毛髪の健康

◆昨日、散髪に行った。

 いつもの理容院がいっぱいだったので、近くの美容室にした。

 女性のふとっちょの店長がカットしてくれたのだけれど、
「この辺薄くなっていますね」
 という。
 いわれなくてもわかっているよ。
「いいシャンプーがありますよ」
 ということから始まり、延々と製品の宣伝をする。
 わたしは右の耳から左の耳へと聞き流していたが、いろんな情報をしゃべくるので、つい聞いてしまう。

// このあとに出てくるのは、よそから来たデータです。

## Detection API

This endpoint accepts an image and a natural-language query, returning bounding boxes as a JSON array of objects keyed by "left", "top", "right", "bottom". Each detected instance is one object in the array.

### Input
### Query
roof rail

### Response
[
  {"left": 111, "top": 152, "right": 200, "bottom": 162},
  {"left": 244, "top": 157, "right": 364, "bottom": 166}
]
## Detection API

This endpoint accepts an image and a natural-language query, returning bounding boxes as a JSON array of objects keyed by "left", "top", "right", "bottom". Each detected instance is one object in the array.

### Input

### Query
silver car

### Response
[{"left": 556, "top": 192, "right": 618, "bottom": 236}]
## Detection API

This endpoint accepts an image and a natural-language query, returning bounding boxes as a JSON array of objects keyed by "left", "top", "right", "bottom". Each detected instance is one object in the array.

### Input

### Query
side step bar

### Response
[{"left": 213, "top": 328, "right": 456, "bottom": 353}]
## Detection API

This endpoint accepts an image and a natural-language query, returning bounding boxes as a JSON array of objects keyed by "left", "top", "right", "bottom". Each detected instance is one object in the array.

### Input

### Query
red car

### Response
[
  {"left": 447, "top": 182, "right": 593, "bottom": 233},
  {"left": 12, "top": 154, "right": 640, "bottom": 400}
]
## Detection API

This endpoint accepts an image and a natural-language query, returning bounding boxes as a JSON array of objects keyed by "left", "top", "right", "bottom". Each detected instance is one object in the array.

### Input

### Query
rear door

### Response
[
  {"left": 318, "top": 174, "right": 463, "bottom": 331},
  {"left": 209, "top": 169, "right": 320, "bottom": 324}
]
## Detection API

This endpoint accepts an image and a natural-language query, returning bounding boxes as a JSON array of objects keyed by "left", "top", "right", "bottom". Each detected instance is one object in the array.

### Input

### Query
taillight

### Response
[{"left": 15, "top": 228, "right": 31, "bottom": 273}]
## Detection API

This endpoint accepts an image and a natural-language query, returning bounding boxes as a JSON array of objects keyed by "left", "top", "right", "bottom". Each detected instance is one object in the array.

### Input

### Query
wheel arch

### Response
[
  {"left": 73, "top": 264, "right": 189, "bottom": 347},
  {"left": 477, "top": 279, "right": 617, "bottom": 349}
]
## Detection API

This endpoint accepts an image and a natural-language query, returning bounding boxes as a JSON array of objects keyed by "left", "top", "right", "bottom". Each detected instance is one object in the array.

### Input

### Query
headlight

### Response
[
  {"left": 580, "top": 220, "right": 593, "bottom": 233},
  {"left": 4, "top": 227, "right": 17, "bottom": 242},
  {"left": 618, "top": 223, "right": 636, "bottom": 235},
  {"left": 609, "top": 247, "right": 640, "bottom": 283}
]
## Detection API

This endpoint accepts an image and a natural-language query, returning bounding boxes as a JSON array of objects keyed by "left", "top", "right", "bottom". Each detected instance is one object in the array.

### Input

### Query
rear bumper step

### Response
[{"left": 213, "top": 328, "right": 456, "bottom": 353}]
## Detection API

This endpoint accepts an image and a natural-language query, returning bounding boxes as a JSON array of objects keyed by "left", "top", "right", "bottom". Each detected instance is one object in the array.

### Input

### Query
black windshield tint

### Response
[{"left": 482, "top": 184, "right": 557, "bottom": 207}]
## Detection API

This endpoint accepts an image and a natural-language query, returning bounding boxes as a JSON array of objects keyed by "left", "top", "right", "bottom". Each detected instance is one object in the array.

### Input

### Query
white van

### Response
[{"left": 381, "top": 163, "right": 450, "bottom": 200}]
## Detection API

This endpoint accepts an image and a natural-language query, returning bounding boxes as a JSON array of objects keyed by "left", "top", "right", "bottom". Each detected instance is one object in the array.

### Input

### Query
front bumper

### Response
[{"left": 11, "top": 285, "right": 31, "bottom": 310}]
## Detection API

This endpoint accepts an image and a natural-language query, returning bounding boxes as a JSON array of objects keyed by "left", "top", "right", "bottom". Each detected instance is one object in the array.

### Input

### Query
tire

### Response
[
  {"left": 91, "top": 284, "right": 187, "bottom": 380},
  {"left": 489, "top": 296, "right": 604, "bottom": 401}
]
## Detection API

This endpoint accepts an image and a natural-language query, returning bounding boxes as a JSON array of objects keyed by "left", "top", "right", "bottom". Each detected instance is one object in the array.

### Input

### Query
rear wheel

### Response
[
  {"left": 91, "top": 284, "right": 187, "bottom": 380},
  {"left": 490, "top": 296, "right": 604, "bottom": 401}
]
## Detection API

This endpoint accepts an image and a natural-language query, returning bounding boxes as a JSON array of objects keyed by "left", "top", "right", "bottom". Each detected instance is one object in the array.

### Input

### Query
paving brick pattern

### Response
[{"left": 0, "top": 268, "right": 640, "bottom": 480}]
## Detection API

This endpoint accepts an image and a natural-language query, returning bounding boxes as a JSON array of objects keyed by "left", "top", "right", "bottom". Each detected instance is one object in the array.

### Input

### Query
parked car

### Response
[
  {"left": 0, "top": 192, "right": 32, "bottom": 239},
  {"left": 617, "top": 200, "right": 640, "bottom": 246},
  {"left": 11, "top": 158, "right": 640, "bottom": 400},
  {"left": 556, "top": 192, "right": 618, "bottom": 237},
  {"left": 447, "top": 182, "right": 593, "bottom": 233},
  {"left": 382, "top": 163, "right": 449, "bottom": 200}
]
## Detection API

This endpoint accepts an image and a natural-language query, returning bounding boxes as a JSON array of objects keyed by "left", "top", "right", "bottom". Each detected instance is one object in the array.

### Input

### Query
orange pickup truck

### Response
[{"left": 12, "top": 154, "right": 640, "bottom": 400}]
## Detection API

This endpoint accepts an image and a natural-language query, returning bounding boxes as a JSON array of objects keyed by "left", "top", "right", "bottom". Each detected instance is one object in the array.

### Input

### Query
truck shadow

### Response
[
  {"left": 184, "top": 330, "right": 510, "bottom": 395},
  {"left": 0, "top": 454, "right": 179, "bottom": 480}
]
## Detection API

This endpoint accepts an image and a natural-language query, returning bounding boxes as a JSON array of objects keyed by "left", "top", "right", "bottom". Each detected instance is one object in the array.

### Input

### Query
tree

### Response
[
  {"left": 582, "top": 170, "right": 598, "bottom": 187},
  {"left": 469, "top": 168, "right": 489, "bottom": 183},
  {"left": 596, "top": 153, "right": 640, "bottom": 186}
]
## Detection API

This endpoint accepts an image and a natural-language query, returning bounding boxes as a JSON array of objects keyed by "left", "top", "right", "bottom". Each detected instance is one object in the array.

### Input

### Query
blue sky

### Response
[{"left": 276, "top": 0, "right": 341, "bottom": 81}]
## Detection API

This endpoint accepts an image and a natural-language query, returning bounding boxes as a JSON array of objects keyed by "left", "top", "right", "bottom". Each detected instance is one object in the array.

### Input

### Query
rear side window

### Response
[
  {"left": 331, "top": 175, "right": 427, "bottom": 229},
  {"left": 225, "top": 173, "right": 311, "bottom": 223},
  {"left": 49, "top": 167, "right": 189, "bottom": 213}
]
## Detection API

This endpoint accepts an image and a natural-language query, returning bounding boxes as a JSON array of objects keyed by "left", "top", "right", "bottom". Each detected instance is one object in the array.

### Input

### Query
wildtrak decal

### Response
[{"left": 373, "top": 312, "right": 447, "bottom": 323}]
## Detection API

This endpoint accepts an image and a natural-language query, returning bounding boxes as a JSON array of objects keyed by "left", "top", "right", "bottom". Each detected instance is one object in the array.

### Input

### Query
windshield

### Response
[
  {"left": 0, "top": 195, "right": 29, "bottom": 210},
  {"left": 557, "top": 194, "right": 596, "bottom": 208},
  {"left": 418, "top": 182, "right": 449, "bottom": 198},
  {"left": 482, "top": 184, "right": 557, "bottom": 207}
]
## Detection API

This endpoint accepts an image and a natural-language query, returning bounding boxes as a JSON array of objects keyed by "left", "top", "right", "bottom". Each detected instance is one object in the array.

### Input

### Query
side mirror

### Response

「今からでも遅くありませんよ。まだ間に合いますから……」
「はげたらスキンヘッドにするから」
「もったいないです。まだたくさんあるし、いい髪なのに」
「それって結構営業だよね。うまいねえ」
「いいえ、いろんな情報は流した方がいいですから」
「……」
「今日ちょっとやっておきますね」
 カットが終わったあと、彼女の勧める「液体」を頭頂部に振りかけられてマッサージされた。
 わたしは勘定をして、店を出る間際にいった。
「すげえ、もう毛が生えてきた」
 店員一同、爆笑。

◆その女性はベレー帽をかぶり、マスクをして交差点の角に立ち、一生懸命手を振っていた。
(あれ、知り合いかな?)
 と思って、よく見るが、わたしは視力が落ちているのでわからない。目を凝らしても、相手はベレー帽にマスクだし、やっぱりわからん。
 それでも彼女は激しく手を振る。
 わたしが無視をすると、今度はほかの方向に向かって必死に手を振り始めた。
 やり過ごして振り返ると、また違う人(あるいは車)に向かって手を振っている。

 手振りおばさんを初めて見た。